What Does This Mean for Property Buyers?
For prospective buyers, the revised forecast carries several practical implications. Those considering purchasing in more affordable regions have reason for cautious optimism — price growth projections suggest that waiting too long could mean paying more for the same property in three to five years. At the same time, the pace of any recovery is expected to be measured rather than dramatic, giving buyers time to plan carefully without the fear of runaway price inflation.
First-time buyers in particular should note that affordability-driven markets tend to offer better value for money and a greater chance of getting onto the housing ladder without overstretching financially. Mortgage lenders will also be watching these forecasts closely, as they inform lending risk models and the availability of higher loan-to-value products.
Implications for Property Investors
For buy-to-let landlords and property investors, the Savills revision reinforces a strategy that many have already been adopting: looking beyond London and the South East for capital growth and rental yield. Northern cities, university towns, and regenerating urban centres offer a combination of income return and growth potential that is difficult to find in more expensive southern markets.
Investors should also consider the long-term trajectory of rental demand. With homeownership remaining out of reach for many households in high-cost areas, the private rental sector is likely to remain under structural demand pressure, supporting rental income alongside any capital appreciation.
The Broader Market Context
It is worth noting that house price forecasts are inherently uncertain. Savills, like all forecasters, is working with assumptions about future interest rates, economic growth, employment levels, and government policy — all of which can change materially. The revised forecast should therefore be treated as a well-informed guide rather than a guarantee.

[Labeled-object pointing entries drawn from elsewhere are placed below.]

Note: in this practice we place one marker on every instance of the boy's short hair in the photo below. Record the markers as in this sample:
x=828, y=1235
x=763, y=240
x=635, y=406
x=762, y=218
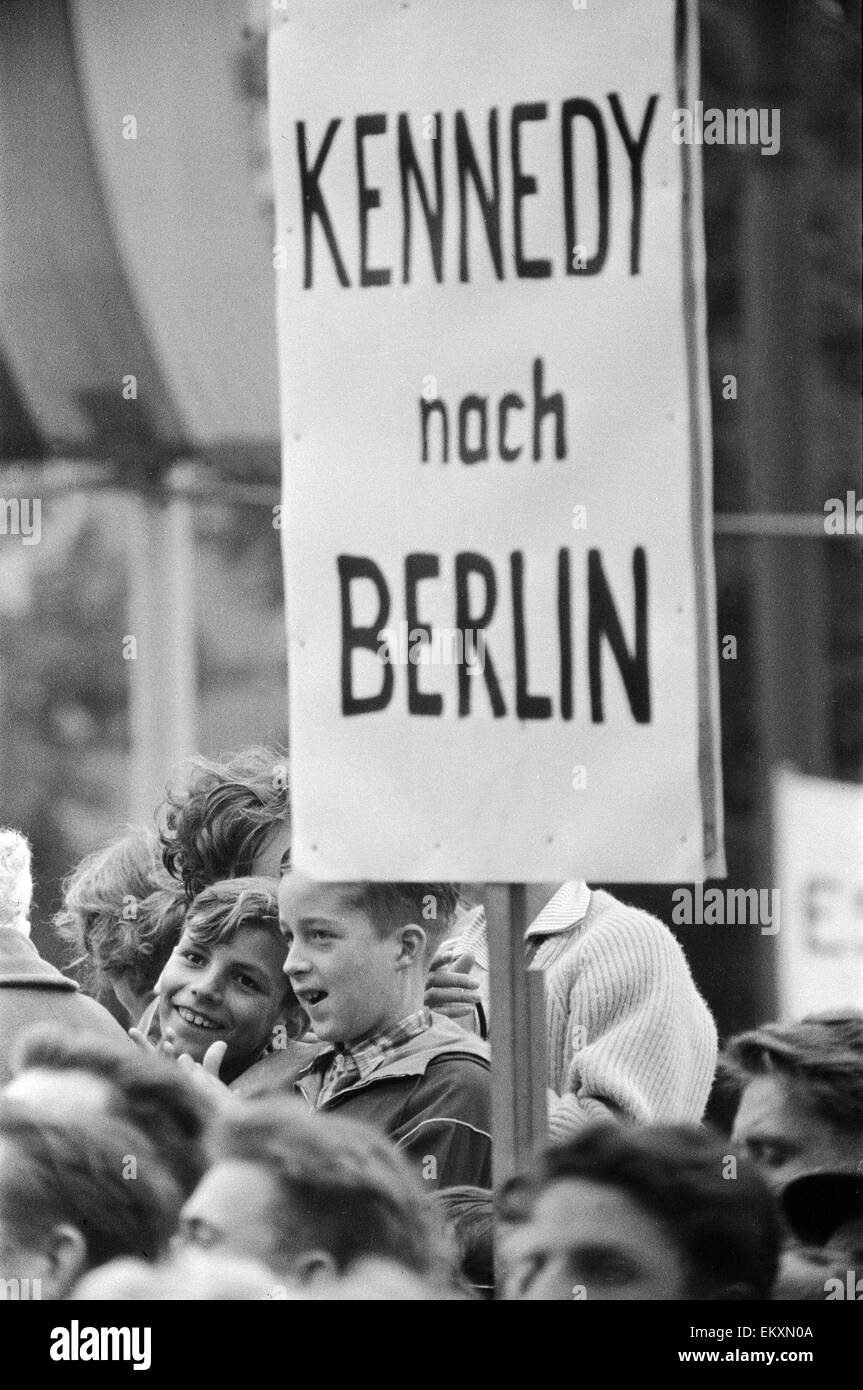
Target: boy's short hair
x=392, y=905
x=78, y=1173
x=727, y=1230
x=820, y=1061
x=217, y=823
x=343, y=1186
x=225, y=906
x=146, y=1091
x=470, y=1212
x=121, y=913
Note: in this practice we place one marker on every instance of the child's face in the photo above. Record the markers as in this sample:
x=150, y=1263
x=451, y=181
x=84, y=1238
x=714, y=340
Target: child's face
x=231, y=991
x=346, y=976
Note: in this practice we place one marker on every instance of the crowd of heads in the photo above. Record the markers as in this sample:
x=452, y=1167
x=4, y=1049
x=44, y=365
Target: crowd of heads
x=124, y=1175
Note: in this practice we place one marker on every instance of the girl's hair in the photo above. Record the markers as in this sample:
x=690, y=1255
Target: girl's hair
x=225, y=906
x=15, y=881
x=217, y=823
x=121, y=913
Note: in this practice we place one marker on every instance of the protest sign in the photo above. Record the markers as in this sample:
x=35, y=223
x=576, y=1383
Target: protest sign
x=495, y=448
x=819, y=858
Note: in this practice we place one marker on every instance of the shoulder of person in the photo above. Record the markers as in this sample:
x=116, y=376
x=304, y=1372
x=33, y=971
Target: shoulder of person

Government interventions in the housing market, including planning reform, stamp duty changes, and schemes to support first-time buyers, could all influence outcomes in either direction. Similarly, unexpected global economic shocks or a sharper-than-expected slowdown in wage growth could alter the affordability picture significantly.
Key Takeaways
- Savills has revised its five-year UK house price forecast in response to changing economic and mortgage market conditions.
- Regional affordability remains the primary driver of where growth will be strongest over the forecast period.
- More affordable regions in the North, Midlands, Scotland, and Wales are expected to outperform London and the South East on a cumulative basis.
- Buyers and investors should use the forecast as a strategic planning tool while remaining mindful of the inherent uncertainties in any long-range projection.
- The gradual easing of mortgage rates is expected to support a measured, rather than dramatic, recovery in house prices across the UK.
Savills' revised five-year forecast is a timely reminder that the UK property market is far from homogeneous. Location, affordability, and local economic fundamentals matter enormously — and in the current environment, they matter more than ever. Whether you are buying, selling, or investing, aligning your strategy with these regional dynamics could make a significant difference to your financial outcomes over the coming years.